Macaristan’daki yaşam standartları ve gelir dağılımını anlattı
Macaristan’daki gelir dağılımının dengeli olmadığını kaydeden Osman Şahbaz, Macaristan’daki Nüfusun sadece %4’ünün istadiğini alabilecek ve kenara para atabilecek şartları olduğunu ifade ederken, %96’lık bölümün yaşama savaşı veren insanlardan oluştuğunu kaydetti. Macar halkının eğlenceyi ve eğlenmeyi çok sevdiğini belirten Şahbaz, “Perşembe,Cuma, Cumartesi günü gidebileceğiniz her eğlence yerinde, her kafede, her restoranda tıka basa bir doluluk görmek mümkündür.” diye konuştu. Macar vatandaşlarının bankalara yüksek fiyatlarda borçları olmasına rağmen eğlenmekten vazgeçemediğine dikkat çeken Şahbaz, “kredi ile borçla da olsa her yaz tatilini yapabilecek kadar eğlenmeyi ve tatili seviyorlar” dedi.Buda Türkiye'deki turizmcilerimizin ilgisini çekmelidir. Onlar için eğlence haftasonu geldiğinde yapması gereken doğal bir ihtiyaçtır.
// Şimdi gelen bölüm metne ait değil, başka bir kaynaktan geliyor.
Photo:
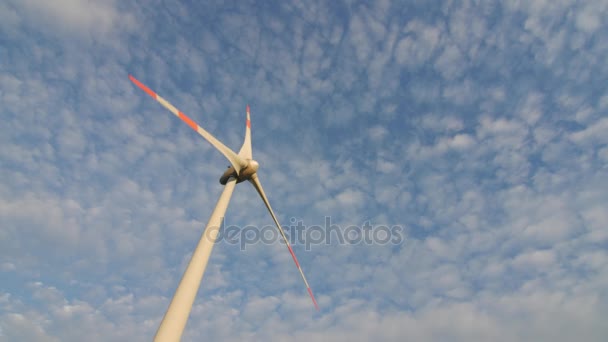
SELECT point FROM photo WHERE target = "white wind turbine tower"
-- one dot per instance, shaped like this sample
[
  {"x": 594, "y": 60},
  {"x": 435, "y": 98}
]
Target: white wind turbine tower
[{"x": 243, "y": 168}]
Macaristan’da aile dayanışmasının yoğun bir şekilde yaşanmadığına dikkat çekti.Fakat ABD’ye nazaran da daha tutucu bir aile yapısının olduğunu belirten Şahbaz, ayrıca neslini ve kökünü devam ettirmek isteyen aristokrat, köklü ailelerin de olduğunu bildirdi. Bu köklü ailelerin kesmin aynı çevreden gelen bireylerle evlenmeye özen gösterdiğini kaydeden Şahbaz bu grubun kendi içinde evlilikler yapmaya özen gösterdiklerini aktardı. Macarların eğitim konusunda ve mucitlik konusunda ileri seviyede olduğunu belirten Şahbaz, tükenmez kalem, kibrit ve zeka küpü ya da diğer adıyla Rubik küpü icatlarıyla mucitlik yönleri de olduğunun altını çizdi. Eğitim ve okuma oranının yüksek olduğuna dikkat çeken Şahbaz, Macaristan’da mimarlıkta, mühendislikte, bilimsel ve teknik konularda nitelikli insanların olduğunu belirtti.